When the city of Detroit filed for bankruptcy on July 18, 2013 (the largest municipal bankruptcy ever to occur in the U.S.), the city had endured an economic and demographic meltdown that lasted half a century. As the city’s population decreased from 1,8 million in 1958 to a mere 710.000 in 2010, an urban wasteland had become a daily reality for those left behind. Entire street blocks were first abandoned and then taken over by weeds, decay and stray dogs. Extremely high crime rates, wide-spread poverty and urban farming became new realities to the once blossoming Motor city. Detroit had fallen victim to its dependency on a single economic activity, the automotive industry.
The shortlived hay days
After Henry Ford started manufacturing affordable cars on the assembly line, the greater Detroit region quickly became the automotive centre of the world. Motor City was one of America’s five richest cities in the 1950’s. GM produced the most cars in the world from 1931 until 2007, consecutively.
In the second half of the twentieth century, however, foreign competition took over control of the global auto industry. American companies were not very good at innovation and kept selling the same cars each year with only modifying the shape and size of its tail fins. This strategy worked in the short term by encouraging class-conscious American consumers to buy a new model regularly.
But in the longer term, German and Japanese competitors won by innovating in safety and technology such as fuel efficient engines. Motown sales went downward and the once great GM Company eventually filed for bankruptcy in 2009.

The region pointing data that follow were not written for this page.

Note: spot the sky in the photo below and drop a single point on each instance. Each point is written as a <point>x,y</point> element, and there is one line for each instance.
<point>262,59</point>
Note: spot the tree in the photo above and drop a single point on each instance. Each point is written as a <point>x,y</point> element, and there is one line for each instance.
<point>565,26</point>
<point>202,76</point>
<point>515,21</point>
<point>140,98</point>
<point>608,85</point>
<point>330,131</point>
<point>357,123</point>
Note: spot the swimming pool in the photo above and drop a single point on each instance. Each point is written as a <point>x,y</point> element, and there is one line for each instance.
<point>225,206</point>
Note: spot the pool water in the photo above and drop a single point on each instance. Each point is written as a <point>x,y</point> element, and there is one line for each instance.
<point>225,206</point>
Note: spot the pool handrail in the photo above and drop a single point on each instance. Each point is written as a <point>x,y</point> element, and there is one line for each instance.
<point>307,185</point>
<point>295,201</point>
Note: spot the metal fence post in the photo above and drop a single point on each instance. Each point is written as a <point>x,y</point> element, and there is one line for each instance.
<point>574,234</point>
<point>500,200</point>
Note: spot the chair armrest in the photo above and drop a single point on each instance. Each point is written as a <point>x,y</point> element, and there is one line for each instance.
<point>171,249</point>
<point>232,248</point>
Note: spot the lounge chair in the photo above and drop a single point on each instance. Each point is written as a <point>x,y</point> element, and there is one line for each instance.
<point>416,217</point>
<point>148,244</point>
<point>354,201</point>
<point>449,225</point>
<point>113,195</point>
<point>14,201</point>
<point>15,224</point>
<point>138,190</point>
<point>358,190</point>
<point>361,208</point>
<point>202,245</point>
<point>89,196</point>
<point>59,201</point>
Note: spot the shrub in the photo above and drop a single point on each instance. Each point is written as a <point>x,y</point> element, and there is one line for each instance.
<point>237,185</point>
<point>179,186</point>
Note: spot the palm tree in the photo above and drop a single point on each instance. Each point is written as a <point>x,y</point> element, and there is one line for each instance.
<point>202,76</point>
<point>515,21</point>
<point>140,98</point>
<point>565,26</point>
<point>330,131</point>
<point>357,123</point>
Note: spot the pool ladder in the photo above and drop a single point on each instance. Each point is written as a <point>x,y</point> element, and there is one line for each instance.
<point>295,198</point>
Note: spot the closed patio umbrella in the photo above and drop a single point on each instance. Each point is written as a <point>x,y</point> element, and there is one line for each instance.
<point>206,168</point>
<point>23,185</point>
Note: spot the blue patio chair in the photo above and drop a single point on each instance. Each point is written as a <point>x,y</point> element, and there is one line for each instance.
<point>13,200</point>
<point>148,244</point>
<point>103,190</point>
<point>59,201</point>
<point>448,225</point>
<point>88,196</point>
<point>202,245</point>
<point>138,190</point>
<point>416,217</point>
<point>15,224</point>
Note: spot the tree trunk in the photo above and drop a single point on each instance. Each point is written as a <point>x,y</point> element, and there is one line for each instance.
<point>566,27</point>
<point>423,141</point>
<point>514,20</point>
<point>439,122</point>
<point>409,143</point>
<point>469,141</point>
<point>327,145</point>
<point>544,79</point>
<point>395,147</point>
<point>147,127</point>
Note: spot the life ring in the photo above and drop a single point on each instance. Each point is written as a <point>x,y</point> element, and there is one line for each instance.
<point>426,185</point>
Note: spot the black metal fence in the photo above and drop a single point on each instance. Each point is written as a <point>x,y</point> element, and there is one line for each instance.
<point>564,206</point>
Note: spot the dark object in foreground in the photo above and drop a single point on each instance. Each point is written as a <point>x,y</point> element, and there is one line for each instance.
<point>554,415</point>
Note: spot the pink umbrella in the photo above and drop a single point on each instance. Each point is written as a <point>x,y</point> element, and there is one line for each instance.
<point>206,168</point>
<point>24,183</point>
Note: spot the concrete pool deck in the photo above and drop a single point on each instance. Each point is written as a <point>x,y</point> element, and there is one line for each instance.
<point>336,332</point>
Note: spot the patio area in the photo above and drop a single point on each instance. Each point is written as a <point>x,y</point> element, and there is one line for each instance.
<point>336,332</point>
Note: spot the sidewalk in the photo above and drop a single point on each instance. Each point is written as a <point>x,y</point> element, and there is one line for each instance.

Detroit furthermore suffered from an untenable influx of underpriviliged migrants, mostly African Americans from the South. To top it off, the white tax base fled the city towards the suburbs in the 1950’s. When employment in the automotive industry slowly evaporated, the largely black inner city population with few labor skills was left behind. The vulnerability of this group became reflected in the highest crime rates per capita of any American city. One in three citizens of Detroit now lives in poverty with an income of less than $ 23.000 per year
A contradiction in terms: urban farming.
Ruin porn
As a consequence of these developments, thousands of acres of city blocks were being reclaimed by nature. Urban farming is prospering in once thriving (ethnic) neighborhoods. Tens of thousands of houses, auto plants, churches and public buildings are dilapidating within the city limits.
One of the symbols of Detroit’s decline is Michigan Central Station, the giant 1913 Communist-style train station that has become an urban ruin of Roman allure. Perhaps it was never a great idea to build an enormous train station in Motor City, but the American passenger train in general lost the commuter's favor in its competition with the car. Thanks to relatively cheap cars and gas and due to a strong, policy influencing lobby in Washington D.C., the last train arrived here in 1989.
Michigan Central Station
The decline of Detroit has almost no equal in terms of pace and scale. History is being overhauled by time as the city’s population decreases faster than it ever grew. What remains of much of Detroit’s once grandeur, is graffiti filled debris as an echo of greater days past. A tourist attraction like a modern day Venice.